Please to remember the Fifth of November,
Gunpowder Treason and Plot.
We know no reason why Gunpowder Treason
Should ever be forgot.
As today is November 5th and I have been reading Gunpowder Plots: a Celebration of 400 Years of Bonfire Night (various authors) this week, I'm going to make this seven quick Bonfire Night takes:
1. Bonfire Night commemorates the failure in 1605 of a plot by Catholic conspirators to blow up the House of Lords during the opening of parliament, when the King and Queen, their oldest son, and the entire membership of parliament (lords and commons) would have been present.
2. The conspirators hid 36 barrels of gunpowder in a cellar underneath the House of Lords. Estimates of the amount of gunpowder range from 2,000 pounds to 10,000 pounds, but as Antonia Fraser puts it: "no one has ever disputed that this was more than enough to blow the House of Lords and its wretched denizens sky-high". This was would-be terrorism on a grand scale, which would have killed hundreds (or thousands if the fire spread) and would have wiped out the entire English government in one stroke.

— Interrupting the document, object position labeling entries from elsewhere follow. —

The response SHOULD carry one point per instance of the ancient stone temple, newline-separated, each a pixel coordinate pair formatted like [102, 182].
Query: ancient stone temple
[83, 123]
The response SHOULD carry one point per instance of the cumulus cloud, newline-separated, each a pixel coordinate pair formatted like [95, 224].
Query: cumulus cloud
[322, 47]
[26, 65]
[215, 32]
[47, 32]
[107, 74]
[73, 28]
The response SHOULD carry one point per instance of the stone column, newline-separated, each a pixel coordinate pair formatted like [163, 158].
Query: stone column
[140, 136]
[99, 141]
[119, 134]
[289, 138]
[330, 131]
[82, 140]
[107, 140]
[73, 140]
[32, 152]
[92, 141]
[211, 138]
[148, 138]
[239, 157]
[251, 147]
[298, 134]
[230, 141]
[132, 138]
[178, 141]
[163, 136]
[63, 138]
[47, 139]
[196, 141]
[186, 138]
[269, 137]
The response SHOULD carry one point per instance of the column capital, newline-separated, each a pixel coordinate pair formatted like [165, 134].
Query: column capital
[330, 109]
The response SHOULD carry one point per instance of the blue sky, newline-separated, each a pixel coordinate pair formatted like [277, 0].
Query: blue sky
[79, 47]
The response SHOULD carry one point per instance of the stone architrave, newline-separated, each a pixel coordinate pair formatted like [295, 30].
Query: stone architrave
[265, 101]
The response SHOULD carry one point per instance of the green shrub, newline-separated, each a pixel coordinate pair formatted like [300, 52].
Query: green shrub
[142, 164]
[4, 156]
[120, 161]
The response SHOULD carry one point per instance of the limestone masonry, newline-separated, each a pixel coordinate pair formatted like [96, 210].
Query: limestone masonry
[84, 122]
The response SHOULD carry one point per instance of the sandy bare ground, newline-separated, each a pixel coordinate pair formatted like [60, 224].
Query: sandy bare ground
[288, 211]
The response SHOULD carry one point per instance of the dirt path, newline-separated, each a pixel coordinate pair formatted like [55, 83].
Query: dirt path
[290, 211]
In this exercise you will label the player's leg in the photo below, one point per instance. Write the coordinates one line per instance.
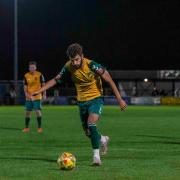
(95, 110)
(28, 106)
(95, 137)
(37, 108)
(83, 111)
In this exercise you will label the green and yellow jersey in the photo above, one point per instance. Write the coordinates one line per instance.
(88, 84)
(34, 81)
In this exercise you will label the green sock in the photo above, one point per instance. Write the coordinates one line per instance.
(39, 121)
(95, 136)
(27, 120)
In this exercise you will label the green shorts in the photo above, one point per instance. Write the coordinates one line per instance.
(33, 105)
(88, 107)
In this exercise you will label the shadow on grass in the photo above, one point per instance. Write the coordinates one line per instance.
(10, 128)
(161, 137)
(167, 141)
(29, 158)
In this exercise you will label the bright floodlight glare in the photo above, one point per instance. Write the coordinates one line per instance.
(145, 80)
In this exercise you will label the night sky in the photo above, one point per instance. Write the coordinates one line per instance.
(120, 34)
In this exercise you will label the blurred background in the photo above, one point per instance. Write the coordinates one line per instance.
(138, 42)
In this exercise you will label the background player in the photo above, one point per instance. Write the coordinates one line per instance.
(33, 81)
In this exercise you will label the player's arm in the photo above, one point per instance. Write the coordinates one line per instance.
(52, 82)
(101, 71)
(48, 85)
(107, 77)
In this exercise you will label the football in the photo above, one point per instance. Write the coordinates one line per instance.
(66, 161)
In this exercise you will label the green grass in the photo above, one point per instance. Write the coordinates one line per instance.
(145, 144)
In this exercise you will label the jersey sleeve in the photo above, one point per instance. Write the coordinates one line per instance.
(61, 76)
(24, 81)
(96, 68)
(42, 79)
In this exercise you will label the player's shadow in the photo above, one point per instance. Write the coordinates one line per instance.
(10, 128)
(30, 159)
(165, 139)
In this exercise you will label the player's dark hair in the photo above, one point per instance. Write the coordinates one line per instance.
(73, 50)
(33, 63)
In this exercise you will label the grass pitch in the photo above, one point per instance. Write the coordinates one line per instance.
(145, 144)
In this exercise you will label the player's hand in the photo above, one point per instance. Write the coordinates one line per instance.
(35, 93)
(122, 104)
(44, 96)
(28, 96)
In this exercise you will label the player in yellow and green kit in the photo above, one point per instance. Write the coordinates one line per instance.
(33, 81)
(86, 75)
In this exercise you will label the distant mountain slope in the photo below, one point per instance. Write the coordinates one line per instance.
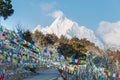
(69, 28)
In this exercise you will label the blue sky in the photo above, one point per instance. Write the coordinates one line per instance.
(88, 13)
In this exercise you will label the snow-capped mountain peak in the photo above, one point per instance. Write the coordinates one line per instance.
(69, 28)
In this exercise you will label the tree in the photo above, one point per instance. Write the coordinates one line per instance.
(20, 29)
(50, 39)
(6, 8)
(63, 39)
(39, 37)
(27, 35)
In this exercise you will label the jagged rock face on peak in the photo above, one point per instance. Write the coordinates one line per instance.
(69, 28)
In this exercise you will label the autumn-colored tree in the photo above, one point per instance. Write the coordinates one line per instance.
(6, 8)
(39, 37)
(63, 39)
(50, 39)
(27, 35)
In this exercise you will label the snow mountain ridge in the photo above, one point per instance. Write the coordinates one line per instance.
(69, 28)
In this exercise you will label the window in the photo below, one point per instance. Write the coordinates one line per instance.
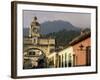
(31, 53)
(88, 56)
(69, 61)
(59, 61)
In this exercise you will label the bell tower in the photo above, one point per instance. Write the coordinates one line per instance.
(34, 30)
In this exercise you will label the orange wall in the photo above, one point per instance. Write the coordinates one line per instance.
(81, 54)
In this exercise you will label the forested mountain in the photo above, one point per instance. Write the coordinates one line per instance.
(62, 31)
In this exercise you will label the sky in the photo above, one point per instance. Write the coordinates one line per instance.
(81, 20)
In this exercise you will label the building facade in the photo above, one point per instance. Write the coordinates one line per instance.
(77, 53)
(36, 48)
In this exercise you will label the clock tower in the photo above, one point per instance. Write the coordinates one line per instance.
(34, 30)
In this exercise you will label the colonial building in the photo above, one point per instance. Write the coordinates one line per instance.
(36, 48)
(77, 53)
(82, 49)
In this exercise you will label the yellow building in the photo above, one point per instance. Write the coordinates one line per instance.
(36, 48)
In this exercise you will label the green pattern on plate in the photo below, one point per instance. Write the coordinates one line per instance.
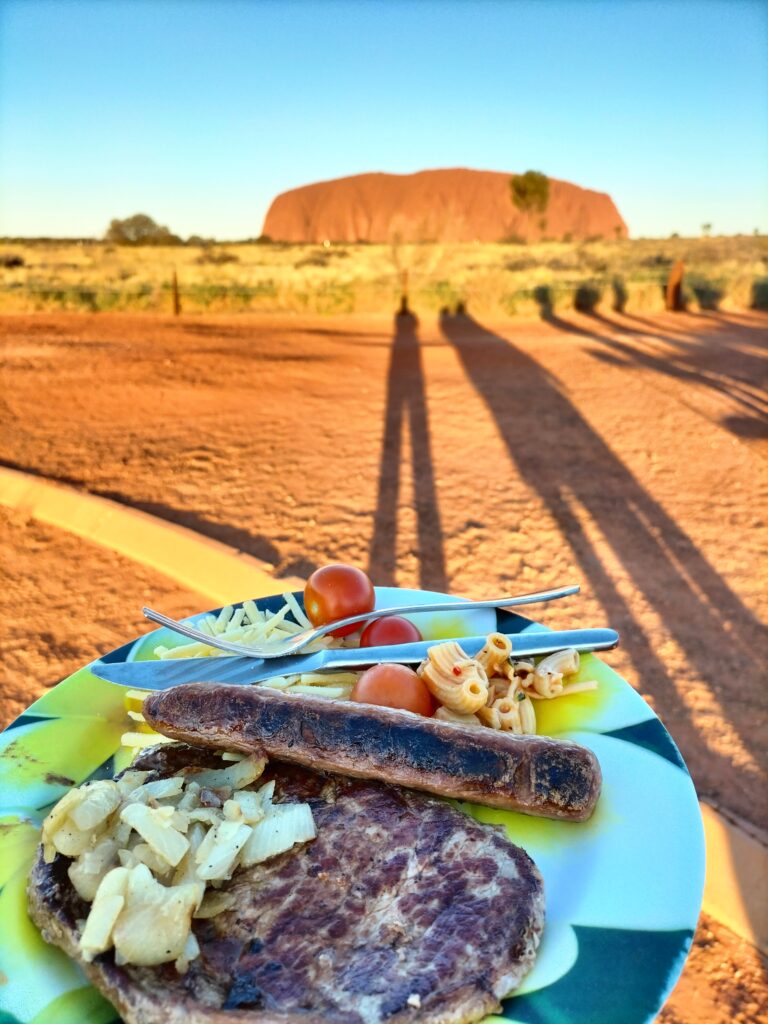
(623, 890)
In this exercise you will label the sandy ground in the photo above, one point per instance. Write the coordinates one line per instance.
(627, 455)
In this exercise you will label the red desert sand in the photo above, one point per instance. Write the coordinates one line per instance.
(628, 455)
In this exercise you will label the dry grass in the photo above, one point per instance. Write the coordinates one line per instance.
(494, 279)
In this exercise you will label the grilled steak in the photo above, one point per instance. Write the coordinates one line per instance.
(402, 909)
(535, 774)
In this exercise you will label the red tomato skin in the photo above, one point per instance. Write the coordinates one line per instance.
(393, 686)
(393, 629)
(337, 592)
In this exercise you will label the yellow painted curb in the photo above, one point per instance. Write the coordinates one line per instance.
(736, 885)
(212, 568)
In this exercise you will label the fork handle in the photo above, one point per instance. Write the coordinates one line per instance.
(494, 602)
(193, 634)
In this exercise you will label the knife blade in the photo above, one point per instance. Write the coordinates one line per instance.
(162, 675)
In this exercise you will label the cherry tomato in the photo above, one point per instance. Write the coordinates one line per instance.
(337, 592)
(393, 686)
(393, 629)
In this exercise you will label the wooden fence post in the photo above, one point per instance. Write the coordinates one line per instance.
(675, 287)
(176, 299)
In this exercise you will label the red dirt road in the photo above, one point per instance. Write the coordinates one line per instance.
(627, 455)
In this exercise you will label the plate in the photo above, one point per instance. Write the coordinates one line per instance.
(624, 889)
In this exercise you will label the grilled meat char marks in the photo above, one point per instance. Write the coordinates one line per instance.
(403, 908)
(534, 774)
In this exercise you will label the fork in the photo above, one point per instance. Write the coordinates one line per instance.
(300, 640)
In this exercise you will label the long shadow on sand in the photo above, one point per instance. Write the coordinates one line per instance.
(578, 476)
(718, 364)
(407, 403)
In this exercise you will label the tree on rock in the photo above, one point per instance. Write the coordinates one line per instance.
(530, 193)
(140, 230)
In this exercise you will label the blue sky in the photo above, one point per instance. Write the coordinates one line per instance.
(199, 113)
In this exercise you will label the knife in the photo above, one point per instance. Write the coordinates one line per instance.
(162, 675)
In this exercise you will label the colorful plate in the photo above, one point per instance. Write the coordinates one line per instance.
(624, 890)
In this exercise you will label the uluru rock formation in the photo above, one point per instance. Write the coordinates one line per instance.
(455, 205)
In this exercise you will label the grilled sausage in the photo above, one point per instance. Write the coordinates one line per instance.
(535, 774)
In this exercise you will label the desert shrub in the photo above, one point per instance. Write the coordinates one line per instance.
(140, 229)
(217, 257)
(760, 294)
(521, 263)
(708, 294)
(659, 259)
(9, 260)
(313, 259)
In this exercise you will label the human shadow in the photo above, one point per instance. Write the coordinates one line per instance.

3. Guy Fawkes (or Guido, as he was known after living in Spain for many years) was caught in the act of laying a slow fuse which would have allowed him to time to escape between lighting the fuse and the subsequent explosion. His capture earned him a fame (or infamy?) that has lasted to the present day, and made him one of the best known names in English history. The custom of burning an effigy of "the Guy" on bonfires appeared in the eighteenth century and still continues.
4. The plot was discovered after Lord Monteagle, who had Catholic connections, showed the king's chief minister Robert Cecil a letter he had been sent warning him not to attend the opening of parliament. Conspiracy theorists have suggested that Cecil was aware of the plot from early on, but there is no good historical evidence for this. It is considered likely, however, that Lord Monteagle had been told about the plot, and actually wrote the letter himself as a way of winning favour at court.
5. Perhaps the most unfortunate figure of the whole sorry episode was Henry Garnet, a Catholic priest and leader of the Jesuits in England. Father Garnet became aware of the plot when he was consulted by a priest who heard the confession of one of the conspirators. Horrified by what he heard, he tried to make clear his disapproval of the treason that was being planned, but bound by the seal of confession he could not disclose the plot to the authorities. In the aftermath he was arrested and sentenced to death by hanging, drawing and quartering.
6. Dramatic as the events were at the time, it is odd on the face of it that "Gunpowder Treason Day" has survived so long as a public celebration, when other equally dramatic events did not (why no Armada Day celebrations, for instance?). In the book David Cressy argues that it has survived because it has adapted to changing political and cultural needs. At various times it has been a celebration of the survival of the Stuart monarchy, a justification of the Church of England, an outlet for anti-Catholicism, a worthy communal celebration, an opportunity to vent political feeling, an excuse for a riot, and an opportunity for boys to play with fireworks.
7. The Yeoman of the Guard (the Queen's ceremonial bodyguard) still carry out a search of the cellars of the Palace of Westminster before the State Opening of Parliament, a duty dating back to the late seventeenth century when there were rumours of a second gunpowder plot.